February 13, 1882, a flow of water was tapped on the 2,700 level of the Exchequer Mine, that flooded not only that mine, but also the Alpha, Imperial, Yellow Jacket, Kentuck, Crown Point, Belcher, Overman, Segregated Belcher, and Caledonia. The water rushed to the Yellow Jacket Shaft, where the pumping was done which drained the advanced workings (most eastern) of all the mines named. The Yellow Jacket folks pumped and bailed an average flow of 110 miners inches a day for seven days. Though they were raising 1,320 gallons every minute the water gained on them and raised to the level (2,700) on which it was tapped by the Exchequer. The water had then filled all the drifts, cross-cuts, and winzes of the whole group of mines from the Bullion south to the Caledonia. Pumping was still continued, for the purpose of exhausting the subterranean reservoir in the Exchequer, till March 28, when the water had been so far reduced that there was a depth of only 950 feet above the 3,000 level of the Yellow Jacket Shaft. Then, as no combined arrangement could be made among the several companies interested to continue the work and drain all the mines, the Yellow Jacket Company stopped pumping and shut down their works. This stopped all work below the level of the Sutro drain tunnel, and the works have never since been started up. Had all the companies “stood in” for a time longer all the flooded mines would have been thoroughly drained.

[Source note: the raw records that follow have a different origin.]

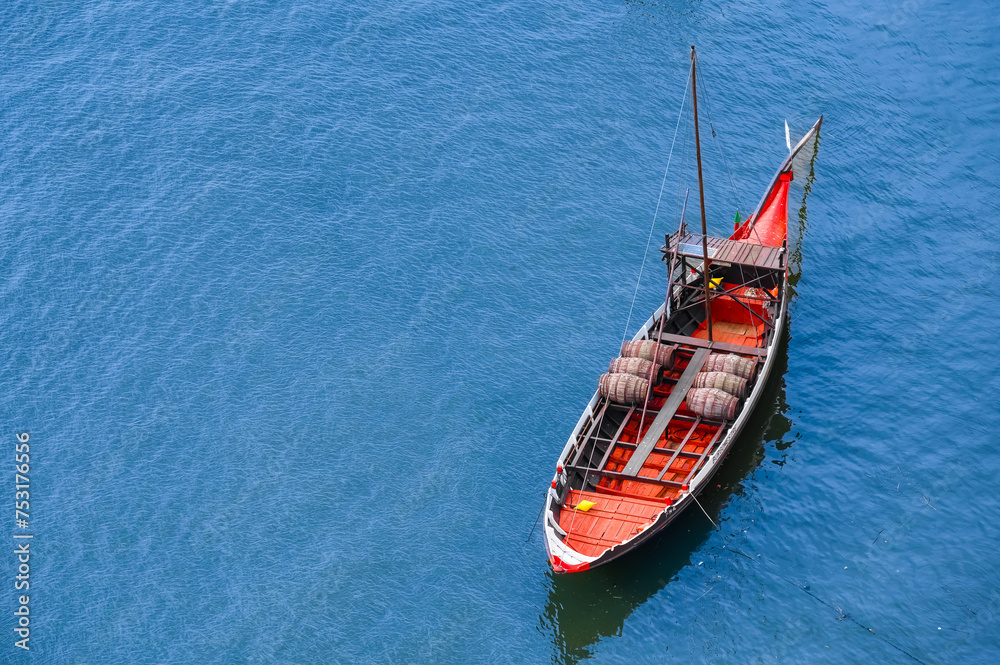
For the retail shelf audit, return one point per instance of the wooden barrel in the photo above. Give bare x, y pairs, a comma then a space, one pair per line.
623, 388
712, 403
661, 354
637, 366
730, 364
729, 383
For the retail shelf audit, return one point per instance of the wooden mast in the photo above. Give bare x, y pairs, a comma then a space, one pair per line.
706, 264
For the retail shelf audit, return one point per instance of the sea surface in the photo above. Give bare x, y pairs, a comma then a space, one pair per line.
299, 302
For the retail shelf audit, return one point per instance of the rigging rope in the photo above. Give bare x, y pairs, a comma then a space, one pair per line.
680, 115
655, 212
718, 141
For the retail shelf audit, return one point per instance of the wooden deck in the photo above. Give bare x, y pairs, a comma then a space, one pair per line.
611, 520
724, 250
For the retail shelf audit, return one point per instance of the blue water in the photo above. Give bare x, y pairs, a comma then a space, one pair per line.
300, 302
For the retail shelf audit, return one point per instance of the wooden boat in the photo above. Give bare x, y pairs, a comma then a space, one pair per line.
661, 423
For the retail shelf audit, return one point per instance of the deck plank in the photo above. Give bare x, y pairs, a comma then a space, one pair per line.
659, 424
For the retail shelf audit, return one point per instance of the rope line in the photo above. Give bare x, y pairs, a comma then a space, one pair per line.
656, 212
590, 461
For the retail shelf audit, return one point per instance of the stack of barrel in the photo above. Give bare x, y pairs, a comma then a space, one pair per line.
720, 386
628, 378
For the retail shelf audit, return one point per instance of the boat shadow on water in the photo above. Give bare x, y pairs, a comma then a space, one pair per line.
582, 609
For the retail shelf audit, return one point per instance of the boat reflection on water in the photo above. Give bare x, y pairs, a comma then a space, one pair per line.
583, 609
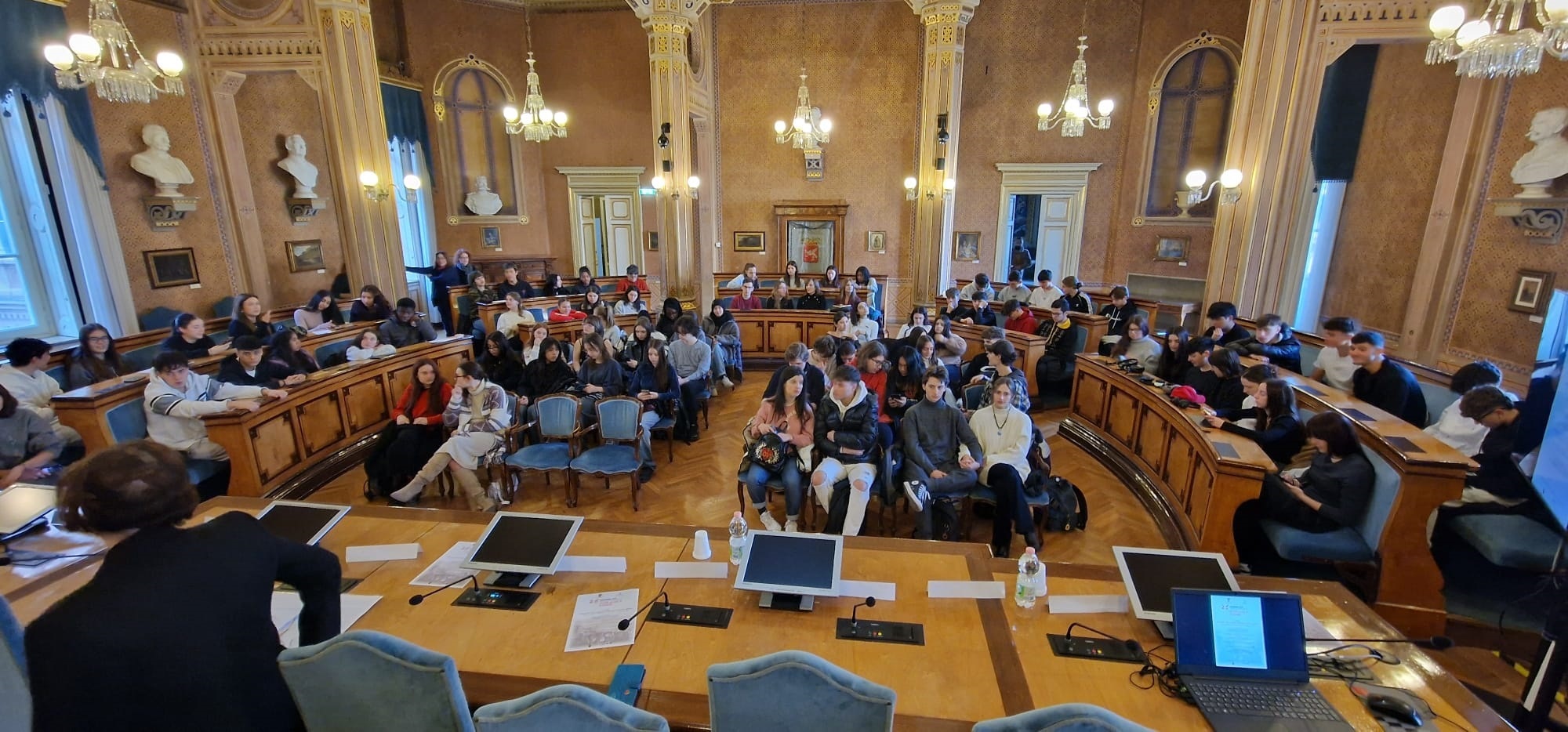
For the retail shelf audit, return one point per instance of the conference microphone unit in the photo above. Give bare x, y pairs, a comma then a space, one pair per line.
852, 629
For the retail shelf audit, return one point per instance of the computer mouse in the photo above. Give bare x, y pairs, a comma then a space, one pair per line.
1393, 708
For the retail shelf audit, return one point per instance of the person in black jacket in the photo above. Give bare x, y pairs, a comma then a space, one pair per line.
1384, 383
175, 631
1274, 342
846, 437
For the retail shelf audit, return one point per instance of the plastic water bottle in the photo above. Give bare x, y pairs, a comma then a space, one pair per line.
1031, 579
738, 538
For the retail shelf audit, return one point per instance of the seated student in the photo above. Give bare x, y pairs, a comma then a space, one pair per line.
1139, 344
369, 347
250, 319
405, 328
319, 313
1459, 432
1329, 496
1274, 342
32, 386
934, 468
846, 440
1335, 366
249, 366
780, 299
205, 631
371, 306
479, 416
788, 415
694, 361
95, 360
1222, 325
1384, 383
1018, 317
1045, 292
1279, 430
191, 338
1075, 299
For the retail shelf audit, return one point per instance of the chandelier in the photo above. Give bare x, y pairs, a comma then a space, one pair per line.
537, 123
107, 57
1498, 43
1075, 104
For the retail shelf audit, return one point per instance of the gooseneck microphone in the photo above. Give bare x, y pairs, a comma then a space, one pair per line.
628, 621
421, 598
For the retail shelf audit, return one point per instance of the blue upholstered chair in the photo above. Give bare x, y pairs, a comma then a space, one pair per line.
557, 422
794, 690
567, 708
365, 679
622, 432
1062, 719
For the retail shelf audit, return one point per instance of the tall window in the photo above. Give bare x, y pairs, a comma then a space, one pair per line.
1192, 128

The cost of the new works on the advanced line had been so much, and the expense incurred in hoisting and pumping from such great depths was so heavy, that stockholders in all the mines along the lode now became discouraged. They declared that what had happened in the case of the Gold Hill group of mines was liable to happen in the other deep workings, and began to clamor for a general return to the works at the second line of shafts, where it was known that pay ore had been left behind in the race after depth. When stockholders found that the deep shafts did not at once cut into pay ore, when they tapped the vein, they had no patience to wait for much prospecting to be done. They demanded that paying deposits be sought for at once in the old levels above the Sutro Tunnel, where there could be no trouble from water. Thus it happens that along the whole lode all the mining now being done is at the works situated over the second line of shafts, and above the level of the Sutro Tunnel. These shafts are by no means shallow, as they range in depth from 2,000 to 2,900 feet. The return has been fortunate. The vein being from 400 to 1,000 and even in places 1,400 feet in width between walls, it was very little explored in the neighborhood of the works of the second line of shafts. When the bonanzas in sight were exhausted, the universal cry was: “Get away to the east! Strike the lode at greater depths! Another 1,000 feet of depth will give us a third fertile zone—a third line of bonanzas!” Now it is being discovered that large and rich deposits of ore had been left behind—that they are scattered in all directions in the great breadth of vein material like plums in a pudding. Again dividends are the order of the day along the famous old lode.